Our ultimate motivation for preferring undesignated giving over designated giving is not greed or megalomania or a desire to suppress freedom. We encourage undesignated giving because we realize the hidden inefficiencies of designated gifts. The causes for which we designate money could not function apart from the health of those causes to which nobody ever designates anything. The beautiful building built by designated gifts is rendered useless when the Electric Company shuts down the power for lack of payment.
For this very reason, perceptions that mechanisms other than the Cooperative Program are more efficient are often illusory. My church can engage an unreached people group directly and cut out all that is in the middle, but as we do so we take advantage (mostly for free) of strategies and the identification of UPGs developed by IMB personnel, partnerships fostered by state convention relationships, staff members educated by SBC seminaries, and laypeople educated and inspired by decades of SBC mission emphases. If our churches could not parasitically feed off of these CP services, could we really participate directly in a worldwide strategy for evangelization at a lower cost?

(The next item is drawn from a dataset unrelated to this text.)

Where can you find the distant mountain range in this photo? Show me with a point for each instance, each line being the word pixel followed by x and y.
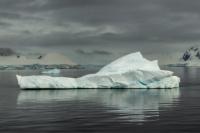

At all costs, the Southern Baptist Convention must avoid the confusion of designated giving with Cooperative Program giving. To make this mistake will be to lose the capability of developing any overall convention strategy and will be to goad our entities at every level of the SBC family to take individual fundraising initiative. The end result of any growth or encouragement of designated giving will be a return to 1900. SBC family entities will be incentivized to forsake the Cooperative Program methodology and make direct appeals to churches for designated gifts. Work to develop an overall strategy for convention ministries will be undermined, and the advantages of the convention method will be lost.
Yes, the Southern Baptist people will cooperate for missions. Yes, Southern Baptist churches will reach out to one another to cooperate upon a wide variety of important ministries. These things are so natural as not to be fragile. Like the grass underneath your nearest sidewalk, the sprouts of intercongregational cooperation among Baptists are indefatigable even in the face of the most cumbersome of barriers.
However, let us not take for granted, and let us not place into further jeopardy, the great Pax Baptistica by which our entities have come to lock arms with one another and work in harmony with one another rather than in competition. This formal cooperation among entities is the great jewel of our denominational life. And if the Cooperative Program is weakening at all among Southern Baptists, then I suggest that we look in this area of how our various institutions get along with one another first for the causes as well as for the solutions. Not that no causes exist elsewhere, but because these factors are most within our grasp and control and because they have great power to motivate and influence the participation of Southern Baptists at other levels.